The article was comparing Amazon's new ad revenue they're trying to bolster, as compared to Google's.  It then starting talking about ebooks, tablets, and profitability.


----------



## Devor (Jan 4, 2013)

If someone's relying on piracy to spread their name, they're not helping their career.  Piracy might spread your work around a little, but it also impresses upon people that your work isn't worth paying for.

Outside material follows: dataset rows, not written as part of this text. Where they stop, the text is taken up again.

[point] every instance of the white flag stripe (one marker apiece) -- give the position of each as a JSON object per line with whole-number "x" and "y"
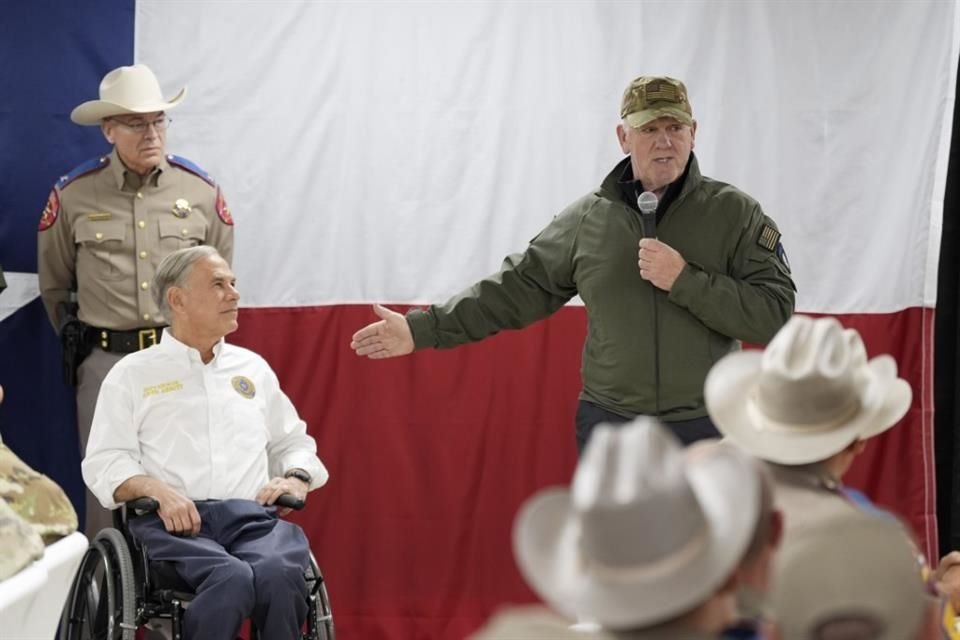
{"x": 398, "y": 151}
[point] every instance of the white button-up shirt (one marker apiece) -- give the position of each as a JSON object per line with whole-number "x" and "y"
{"x": 211, "y": 431}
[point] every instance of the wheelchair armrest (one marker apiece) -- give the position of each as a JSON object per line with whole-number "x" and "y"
{"x": 149, "y": 505}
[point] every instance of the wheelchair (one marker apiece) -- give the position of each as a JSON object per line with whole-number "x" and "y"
{"x": 116, "y": 591}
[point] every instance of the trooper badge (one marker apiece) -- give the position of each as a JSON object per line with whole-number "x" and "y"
{"x": 244, "y": 386}
{"x": 181, "y": 208}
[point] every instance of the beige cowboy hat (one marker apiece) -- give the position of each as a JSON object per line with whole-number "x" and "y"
{"x": 852, "y": 569}
{"x": 643, "y": 534}
{"x": 807, "y": 396}
{"x": 132, "y": 89}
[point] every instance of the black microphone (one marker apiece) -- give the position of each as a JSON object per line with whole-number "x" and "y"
{"x": 647, "y": 202}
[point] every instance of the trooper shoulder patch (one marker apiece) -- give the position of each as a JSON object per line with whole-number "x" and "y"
{"x": 244, "y": 386}
{"x": 222, "y": 209}
{"x": 768, "y": 238}
{"x": 187, "y": 165}
{"x": 51, "y": 211}
{"x": 94, "y": 164}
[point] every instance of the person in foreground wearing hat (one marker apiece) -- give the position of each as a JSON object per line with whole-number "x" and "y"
{"x": 806, "y": 405}
{"x": 646, "y": 544}
{"x": 662, "y": 305}
{"x": 203, "y": 427}
{"x": 841, "y": 581}
{"x": 107, "y": 225}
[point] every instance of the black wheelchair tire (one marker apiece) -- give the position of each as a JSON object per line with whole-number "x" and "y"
{"x": 83, "y": 616}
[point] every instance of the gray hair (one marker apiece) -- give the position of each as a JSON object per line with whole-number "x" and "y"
{"x": 174, "y": 271}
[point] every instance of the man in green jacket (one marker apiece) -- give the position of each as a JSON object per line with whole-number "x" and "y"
{"x": 662, "y": 306}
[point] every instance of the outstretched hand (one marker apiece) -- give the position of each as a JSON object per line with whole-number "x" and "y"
{"x": 659, "y": 263}
{"x": 388, "y": 337}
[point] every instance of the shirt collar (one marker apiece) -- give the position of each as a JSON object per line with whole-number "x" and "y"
{"x": 180, "y": 350}
{"x": 119, "y": 172}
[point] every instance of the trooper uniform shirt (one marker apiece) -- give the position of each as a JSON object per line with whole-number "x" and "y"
{"x": 212, "y": 431}
{"x": 105, "y": 230}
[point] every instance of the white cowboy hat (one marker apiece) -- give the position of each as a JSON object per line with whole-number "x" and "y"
{"x": 643, "y": 535}
{"x": 131, "y": 89}
{"x": 854, "y": 567}
{"x": 808, "y": 396}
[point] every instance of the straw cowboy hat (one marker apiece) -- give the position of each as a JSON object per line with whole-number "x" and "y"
{"x": 842, "y": 570}
{"x": 808, "y": 396}
{"x": 643, "y": 534}
{"x": 131, "y": 89}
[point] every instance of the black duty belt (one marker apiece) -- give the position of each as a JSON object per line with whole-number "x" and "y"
{"x": 126, "y": 341}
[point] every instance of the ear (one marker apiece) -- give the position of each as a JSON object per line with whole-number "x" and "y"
{"x": 776, "y": 528}
{"x": 176, "y": 298}
{"x": 731, "y": 584}
{"x": 622, "y": 138}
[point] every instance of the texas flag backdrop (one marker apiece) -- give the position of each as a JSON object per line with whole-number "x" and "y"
{"x": 396, "y": 151}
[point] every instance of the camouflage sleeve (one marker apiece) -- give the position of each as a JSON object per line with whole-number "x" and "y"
{"x": 529, "y": 286}
{"x": 290, "y": 447}
{"x": 755, "y": 299}
{"x": 56, "y": 257}
{"x": 221, "y": 229}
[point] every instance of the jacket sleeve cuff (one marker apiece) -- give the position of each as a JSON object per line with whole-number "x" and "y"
{"x": 309, "y": 463}
{"x": 106, "y": 482}
{"x": 422, "y": 328}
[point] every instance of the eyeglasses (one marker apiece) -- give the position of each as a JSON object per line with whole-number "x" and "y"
{"x": 140, "y": 127}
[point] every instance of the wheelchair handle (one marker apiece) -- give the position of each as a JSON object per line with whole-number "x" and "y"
{"x": 150, "y": 505}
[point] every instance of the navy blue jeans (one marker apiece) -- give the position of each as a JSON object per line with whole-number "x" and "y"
{"x": 245, "y": 563}
{"x": 590, "y": 415}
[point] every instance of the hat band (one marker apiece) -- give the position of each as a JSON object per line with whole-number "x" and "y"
{"x": 657, "y": 569}
{"x": 763, "y": 421}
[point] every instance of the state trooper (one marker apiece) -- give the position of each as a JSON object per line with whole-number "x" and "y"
{"x": 107, "y": 225}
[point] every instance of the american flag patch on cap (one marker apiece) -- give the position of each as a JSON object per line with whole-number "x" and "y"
{"x": 768, "y": 238}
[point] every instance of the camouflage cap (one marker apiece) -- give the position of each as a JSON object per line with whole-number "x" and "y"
{"x": 35, "y": 498}
{"x": 650, "y": 97}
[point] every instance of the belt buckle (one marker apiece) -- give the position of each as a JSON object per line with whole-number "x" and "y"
{"x": 145, "y": 335}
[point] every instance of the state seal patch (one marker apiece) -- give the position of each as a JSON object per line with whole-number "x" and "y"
{"x": 768, "y": 238}
{"x": 50, "y": 212}
{"x": 244, "y": 386}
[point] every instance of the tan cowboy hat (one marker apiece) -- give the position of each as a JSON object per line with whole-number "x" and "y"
{"x": 808, "y": 396}
{"x": 643, "y": 534}
{"x": 131, "y": 89}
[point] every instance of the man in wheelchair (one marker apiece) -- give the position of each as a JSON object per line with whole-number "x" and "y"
{"x": 203, "y": 427}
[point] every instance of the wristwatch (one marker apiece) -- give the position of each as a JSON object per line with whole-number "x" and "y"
{"x": 299, "y": 474}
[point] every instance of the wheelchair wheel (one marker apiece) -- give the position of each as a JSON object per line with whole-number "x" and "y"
{"x": 320, "y": 622}
{"x": 102, "y": 598}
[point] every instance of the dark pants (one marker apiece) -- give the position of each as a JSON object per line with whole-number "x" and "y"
{"x": 246, "y": 563}
{"x": 590, "y": 415}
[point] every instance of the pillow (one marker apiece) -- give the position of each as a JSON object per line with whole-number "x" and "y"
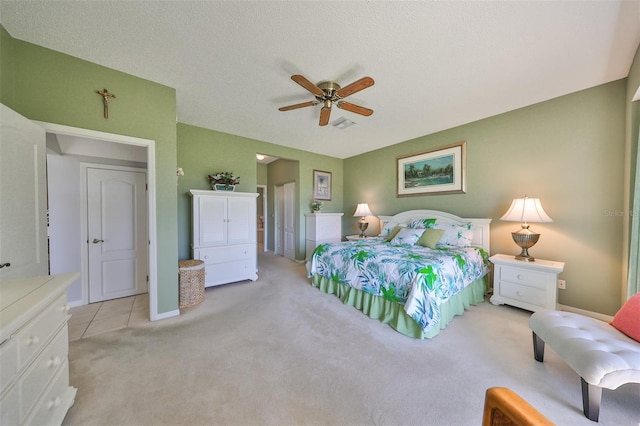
{"x": 627, "y": 320}
{"x": 430, "y": 237}
{"x": 455, "y": 235}
{"x": 407, "y": 236}
{"x": 387, "y": 227}
{"x": 422, "y": 223}
{"x": 393, "y": 233}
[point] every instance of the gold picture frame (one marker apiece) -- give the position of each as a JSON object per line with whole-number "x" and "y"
{"x": 434, "y": 172}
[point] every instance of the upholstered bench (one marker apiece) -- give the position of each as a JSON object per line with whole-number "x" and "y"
{"x": 602, "y": 356}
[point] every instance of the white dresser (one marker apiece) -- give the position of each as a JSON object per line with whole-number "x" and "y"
{"x": 34, "y": 347}
{"x": 224, "y": 235}
{"x": 322, "y": 228}
{"x": 527, "y": 285}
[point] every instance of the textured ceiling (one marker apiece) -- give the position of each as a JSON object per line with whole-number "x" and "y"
{"x": 436, "y": 65}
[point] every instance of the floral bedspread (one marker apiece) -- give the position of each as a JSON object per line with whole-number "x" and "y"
{"x": 418, "y": 277}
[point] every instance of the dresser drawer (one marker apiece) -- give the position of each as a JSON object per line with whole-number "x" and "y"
{"x": 229, "y": 272}
{"x": 58, "y": 397}
{"x": 8, "y": 363}
{"x": 226, "y": 254}
{"x": 10, "y": 408}
{"x": 35, "y": 334}
{"x": 523, "y": 293}
{"x": 523, "y": 276}
{"x": 41, "y": 372}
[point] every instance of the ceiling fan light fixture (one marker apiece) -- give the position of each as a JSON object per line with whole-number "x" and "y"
{"x": 342, "y": 123}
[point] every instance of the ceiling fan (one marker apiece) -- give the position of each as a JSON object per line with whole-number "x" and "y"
{"x": 329, "y": 93}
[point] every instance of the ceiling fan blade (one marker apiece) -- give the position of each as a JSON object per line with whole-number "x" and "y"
{"x": 302, "y": 81}
{"x": 354, "y": 87}
{"x": 325, "y": 112}
{"x": 354, "y": 108}
{"x": 296, "y": 106}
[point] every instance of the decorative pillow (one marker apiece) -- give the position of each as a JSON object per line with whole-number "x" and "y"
{"x": 455, "y": 235}
{"x": 387, "y": 227}
{"x": 393, "y": 233}
{"x": 430, "y": 237}
{"x": 407, "y": 236}
{"x": 422, "y": 223}
{"x": 627, "y": 320}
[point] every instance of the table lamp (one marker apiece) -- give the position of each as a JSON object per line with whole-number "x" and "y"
{"x": 362, "y": 210}
{"x": 526, "y": 210}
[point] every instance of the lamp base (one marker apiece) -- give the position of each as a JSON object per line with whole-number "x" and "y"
{"x": 363, "y": 227}
{"x": 525, "y": 239}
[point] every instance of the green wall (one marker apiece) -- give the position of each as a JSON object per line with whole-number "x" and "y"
{"x": 203, "y": 151}
{"x": 6, "y": 68}
{"x": 569, "y": 152}
{"x": 53, "y": 87}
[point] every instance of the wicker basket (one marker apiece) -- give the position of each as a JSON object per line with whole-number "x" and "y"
{"x": 191, "y": 282}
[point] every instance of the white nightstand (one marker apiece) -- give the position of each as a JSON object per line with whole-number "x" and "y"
{"x": 528, "y": 285}
{"x": 356, "y": 237}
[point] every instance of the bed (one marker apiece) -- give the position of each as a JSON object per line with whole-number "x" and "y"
{"x": 424, "y": 268}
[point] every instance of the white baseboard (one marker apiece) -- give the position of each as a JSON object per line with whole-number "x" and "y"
{"x": 165, "y": 315}
{"x": 601, "y": 317}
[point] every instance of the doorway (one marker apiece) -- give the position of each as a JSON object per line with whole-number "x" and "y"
{"x": 149, "y": 146}
{"x": 262, "y": 208}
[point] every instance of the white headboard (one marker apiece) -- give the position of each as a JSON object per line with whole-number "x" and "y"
{"x": 481, "y": 233}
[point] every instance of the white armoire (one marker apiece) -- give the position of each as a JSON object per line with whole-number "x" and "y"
{"x": 322, "y": 228}
{"x": 224, "y": 235}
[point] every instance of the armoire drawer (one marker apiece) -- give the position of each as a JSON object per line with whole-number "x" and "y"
{"x": 215, "y": 255}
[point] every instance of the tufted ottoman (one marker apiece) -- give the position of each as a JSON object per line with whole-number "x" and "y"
{"x": 602, "y": 356}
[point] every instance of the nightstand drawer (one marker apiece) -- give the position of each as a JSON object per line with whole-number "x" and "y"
{"x": 523, "y": 276}
{"x": 523, "y": 293}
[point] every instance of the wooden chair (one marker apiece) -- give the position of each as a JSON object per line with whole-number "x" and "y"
{"x": 503, "y": 407}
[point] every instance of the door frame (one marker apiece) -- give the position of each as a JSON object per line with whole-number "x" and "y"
{"x": 151, "y": 198}
{"x": 265, "y": 224}
{"x": 84, "y": 224}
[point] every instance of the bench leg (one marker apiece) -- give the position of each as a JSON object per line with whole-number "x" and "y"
{"x": 538, "y": 347}
{"x": 591, "y": 397}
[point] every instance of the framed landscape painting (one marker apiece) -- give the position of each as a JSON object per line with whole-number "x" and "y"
{"x": 437, "y": 171}
{"x": 321, "y": 185}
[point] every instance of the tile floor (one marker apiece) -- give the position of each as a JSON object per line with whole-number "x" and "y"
{"x": 96, "y": 318}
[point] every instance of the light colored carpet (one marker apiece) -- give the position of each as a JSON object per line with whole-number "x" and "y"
{"x": 279, "y": 352}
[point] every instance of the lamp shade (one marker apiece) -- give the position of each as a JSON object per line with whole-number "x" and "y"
{"x": 526, "y": 210}
{"x": 363, "y": 210}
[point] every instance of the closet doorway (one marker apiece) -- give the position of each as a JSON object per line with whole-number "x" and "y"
{"x": 77, "y": 295}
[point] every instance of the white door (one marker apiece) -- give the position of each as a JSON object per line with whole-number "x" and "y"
{"x": 289, "y": 220}
{"x": 23, "y": 218}
{"x": 278, "y": 220}
{"x": 117, "y": 233}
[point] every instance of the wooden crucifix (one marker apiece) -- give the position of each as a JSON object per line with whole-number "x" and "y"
{"x": 105, "y": 100}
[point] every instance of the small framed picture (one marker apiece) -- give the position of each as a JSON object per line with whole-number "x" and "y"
{"x": 437, "y": 171}
{"x": 321, "y": 185}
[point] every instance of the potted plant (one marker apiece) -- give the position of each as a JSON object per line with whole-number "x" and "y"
{"x": 223, "y": 181}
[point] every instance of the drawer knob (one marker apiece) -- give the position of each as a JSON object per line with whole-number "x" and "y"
{"x": 54, "y": 362}
{"x": 54, "y": 403}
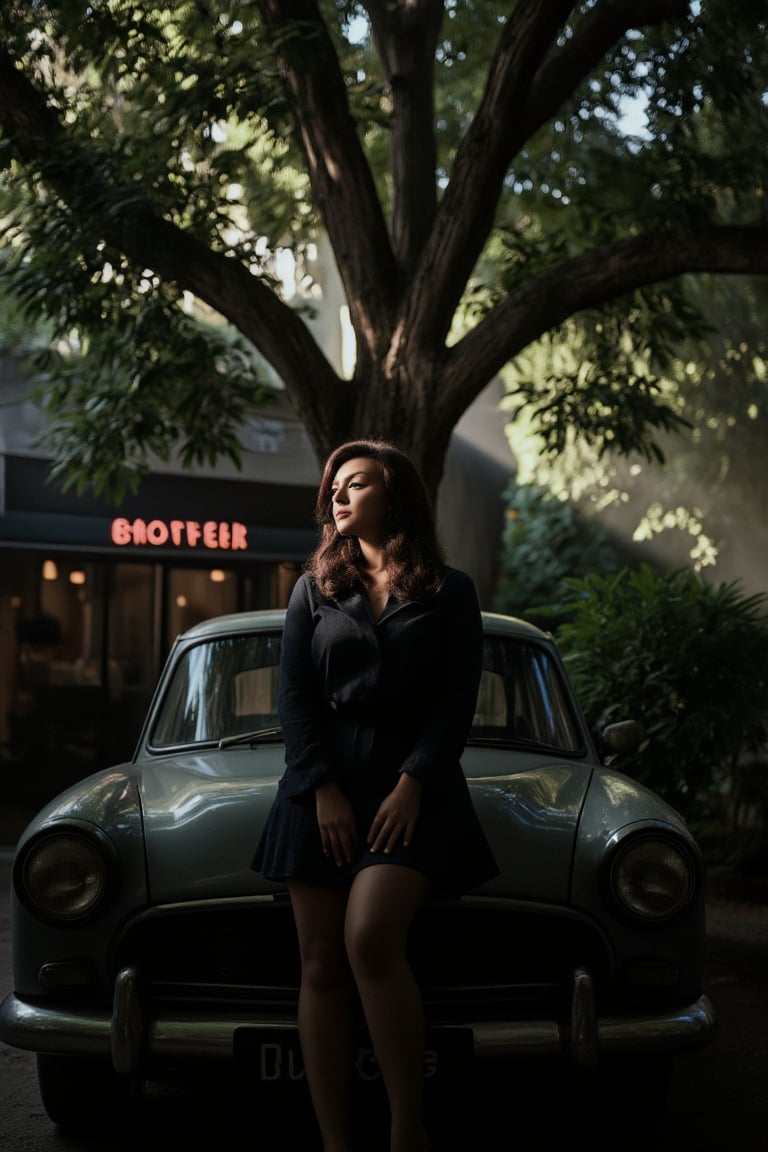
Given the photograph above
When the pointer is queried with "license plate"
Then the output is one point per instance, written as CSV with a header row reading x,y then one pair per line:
x,y
276,1056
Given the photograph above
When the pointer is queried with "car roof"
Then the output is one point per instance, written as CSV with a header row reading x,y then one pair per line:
x,y
265,619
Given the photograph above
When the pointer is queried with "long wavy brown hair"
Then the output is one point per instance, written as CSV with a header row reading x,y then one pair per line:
x,y
413,555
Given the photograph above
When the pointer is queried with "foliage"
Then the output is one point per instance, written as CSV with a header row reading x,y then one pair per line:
x,y
466,163
545,542
685,658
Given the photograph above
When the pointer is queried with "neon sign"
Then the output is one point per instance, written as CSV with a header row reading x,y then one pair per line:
x,y
180,533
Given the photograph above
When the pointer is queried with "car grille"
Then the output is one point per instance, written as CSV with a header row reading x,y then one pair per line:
x,y
472,962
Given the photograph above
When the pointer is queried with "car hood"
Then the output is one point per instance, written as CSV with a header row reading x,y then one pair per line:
x,y
203,817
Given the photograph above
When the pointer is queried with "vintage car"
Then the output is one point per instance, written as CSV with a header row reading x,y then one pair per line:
x,y
145,946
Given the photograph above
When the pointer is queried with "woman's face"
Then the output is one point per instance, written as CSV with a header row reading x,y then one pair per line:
x,y
359,499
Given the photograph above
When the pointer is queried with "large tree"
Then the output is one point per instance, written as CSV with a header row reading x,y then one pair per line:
x,y
465,160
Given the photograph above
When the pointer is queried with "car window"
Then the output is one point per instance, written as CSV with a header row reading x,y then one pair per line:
x,y
523,697
220,688
228,686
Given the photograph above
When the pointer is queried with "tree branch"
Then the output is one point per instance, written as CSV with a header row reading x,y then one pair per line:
x,y
523,92
587,281
405,37
569,63
465,213
342,183
129,221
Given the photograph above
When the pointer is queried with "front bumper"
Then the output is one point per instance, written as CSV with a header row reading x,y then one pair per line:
x,y
131,1040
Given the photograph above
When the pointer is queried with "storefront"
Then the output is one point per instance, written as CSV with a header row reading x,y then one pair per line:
x,y
92,597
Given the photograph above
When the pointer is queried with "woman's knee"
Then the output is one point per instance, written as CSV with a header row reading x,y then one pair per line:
x,y
325,965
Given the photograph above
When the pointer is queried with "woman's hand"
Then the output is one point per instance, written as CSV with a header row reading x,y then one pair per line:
x,y
336,823
396,816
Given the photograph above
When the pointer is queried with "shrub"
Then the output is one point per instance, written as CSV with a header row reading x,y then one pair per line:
x,y
544,543
686,659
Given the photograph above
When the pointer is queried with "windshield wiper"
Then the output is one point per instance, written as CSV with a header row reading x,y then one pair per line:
x,y
250,737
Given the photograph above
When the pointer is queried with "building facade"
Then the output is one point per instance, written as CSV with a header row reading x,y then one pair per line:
x,y
92,596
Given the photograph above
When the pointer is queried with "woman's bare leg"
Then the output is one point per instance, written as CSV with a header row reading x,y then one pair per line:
x,y
381,906
325,1008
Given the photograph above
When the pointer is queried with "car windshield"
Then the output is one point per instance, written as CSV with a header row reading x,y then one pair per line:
x,y
227,688
222,688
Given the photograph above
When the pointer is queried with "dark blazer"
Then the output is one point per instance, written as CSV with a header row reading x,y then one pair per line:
x,y
363,699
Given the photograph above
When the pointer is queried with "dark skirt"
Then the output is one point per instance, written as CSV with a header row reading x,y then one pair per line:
x,y
448,844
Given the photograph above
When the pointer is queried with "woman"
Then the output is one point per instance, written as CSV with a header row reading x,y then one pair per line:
x,y
379,676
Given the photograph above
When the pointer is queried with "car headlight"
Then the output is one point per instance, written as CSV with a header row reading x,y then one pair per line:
x,y
652,877
65,876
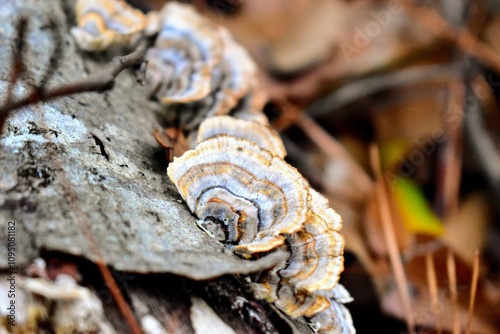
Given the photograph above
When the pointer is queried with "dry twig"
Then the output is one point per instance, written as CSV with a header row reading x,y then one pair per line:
x,y
96,83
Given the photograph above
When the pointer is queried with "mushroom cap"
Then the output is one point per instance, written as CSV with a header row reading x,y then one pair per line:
x,y
263,135
336,318
231,81
187,49
103,23
253,195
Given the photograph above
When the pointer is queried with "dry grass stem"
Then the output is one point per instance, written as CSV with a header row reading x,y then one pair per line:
x,y
473,290
452,286
390,238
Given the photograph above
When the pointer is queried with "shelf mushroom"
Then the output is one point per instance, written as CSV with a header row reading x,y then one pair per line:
x,y
104,23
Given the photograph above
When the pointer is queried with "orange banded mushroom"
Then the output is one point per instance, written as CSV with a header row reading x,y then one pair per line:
x,y
187,49
264,136
103,23
250,196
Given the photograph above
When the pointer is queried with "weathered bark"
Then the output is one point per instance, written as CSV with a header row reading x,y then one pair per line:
x,y
82,175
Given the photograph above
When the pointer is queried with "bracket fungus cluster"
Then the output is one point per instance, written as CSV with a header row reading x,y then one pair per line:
x,y
235,178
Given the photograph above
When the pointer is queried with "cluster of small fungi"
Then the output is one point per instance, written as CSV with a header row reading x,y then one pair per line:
x,y
235,179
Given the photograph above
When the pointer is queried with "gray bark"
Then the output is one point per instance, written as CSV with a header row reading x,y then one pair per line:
x,y
81,174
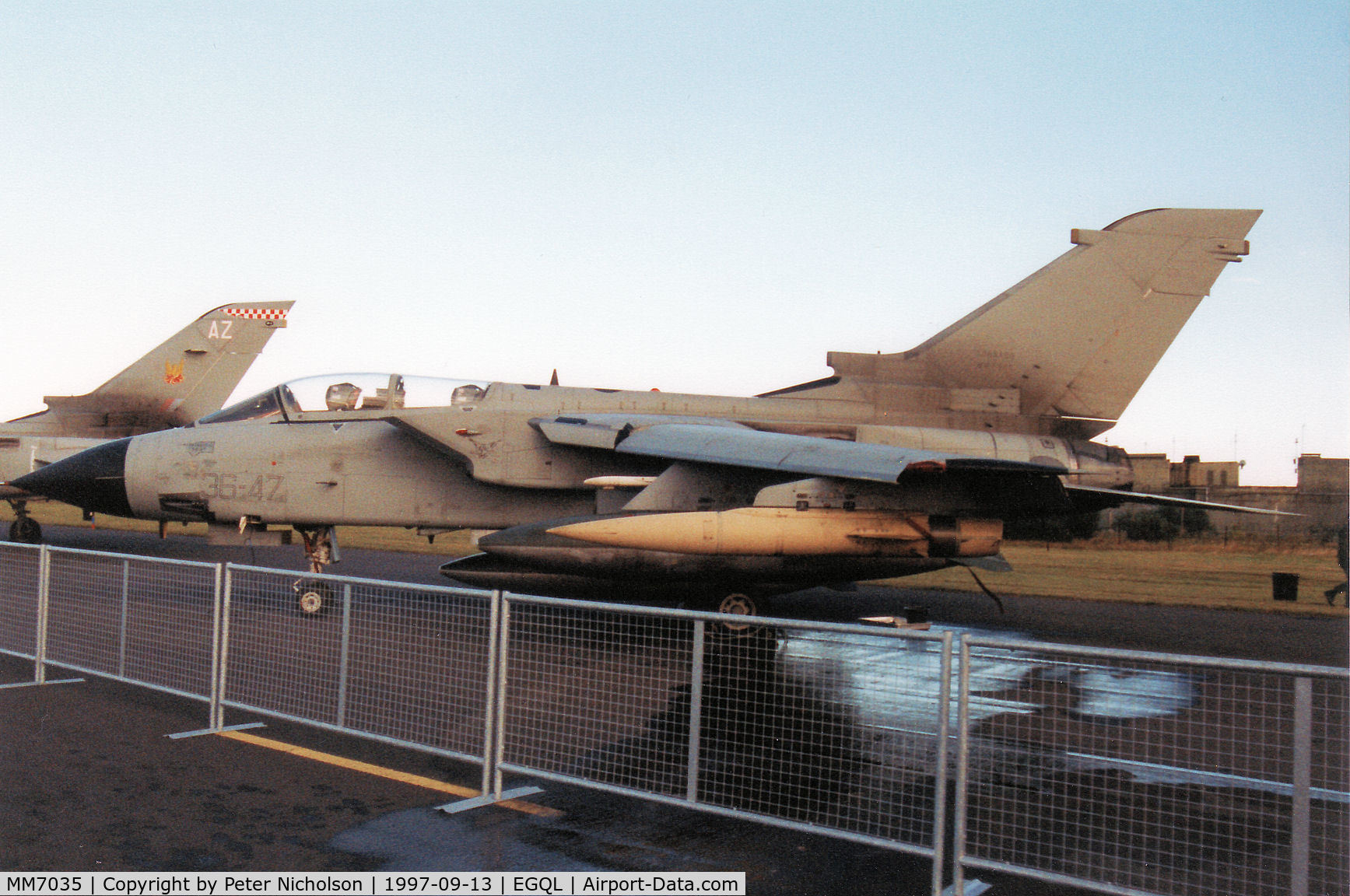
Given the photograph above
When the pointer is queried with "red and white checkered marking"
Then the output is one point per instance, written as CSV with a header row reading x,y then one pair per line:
x,y
258,313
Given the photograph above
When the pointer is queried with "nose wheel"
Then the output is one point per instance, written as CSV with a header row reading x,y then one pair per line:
x,y
738,604
314,597
25,528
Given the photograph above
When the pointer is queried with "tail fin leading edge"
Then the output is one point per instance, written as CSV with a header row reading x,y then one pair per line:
x,y
188,376
1079,336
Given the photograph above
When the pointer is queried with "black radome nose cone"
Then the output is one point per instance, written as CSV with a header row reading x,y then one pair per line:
x,y
93,479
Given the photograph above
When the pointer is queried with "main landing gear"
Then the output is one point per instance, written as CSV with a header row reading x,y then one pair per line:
x,y
25,528
315,597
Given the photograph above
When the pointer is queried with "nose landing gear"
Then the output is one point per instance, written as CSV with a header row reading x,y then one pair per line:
x,y
25,528
312,597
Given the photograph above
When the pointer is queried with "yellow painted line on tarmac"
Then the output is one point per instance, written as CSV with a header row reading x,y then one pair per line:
x,y
380,771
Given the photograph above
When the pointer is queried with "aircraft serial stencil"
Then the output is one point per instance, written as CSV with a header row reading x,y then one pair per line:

You can toy with offering your work away from free - I wouldn't advise it for most people, but there's certainly ways to pull it off.  But if that's what you want to do, then _offer_ your work for free, and encourage your fans to pass it around.  Make it legal, make it fun.  Make it part of your brand, not something that undercuts your brand.




Kevin O. McLaughlin said:


> In general, print sales are continuing to decline while ebooks sales continue to climb. By my estimates of the industry (based on the Association of American Publishers' data from larger publishers plus estimates of the data they don't track), ebooks will probably represent about half of fiction sales in the USA around the turn of the year.
> 
> That is not a trend likely to reverse.



While that's probably true, no trend continues at a constant pace forever.  At some point the ebook-to-print sales ratio will stabilize.  I don't know where, or how soon, but it's inevitable that the growth of ebooks will hit their ceiling, and print its floor.  I wouldn't be surprised if the trend begins to slow relatively soon - fewer people are buying ereaders and tablets for the first time.


----------



## BWFoster78 (Jan 4, 2013)

I agree with Devor that you don't want to devalue your work.

On the other hand, if you have a lot of books out, giving away one as a sample, especially the first in a series, can be very effective.  A long time ago, I was in Waldenbooks, and they gave me a free sample containing the first 10 chapters of Eye of the World.  All these years later, I'm about to buy the last of the series in hardcover as soon as it comes out, as I've done with the rest of them.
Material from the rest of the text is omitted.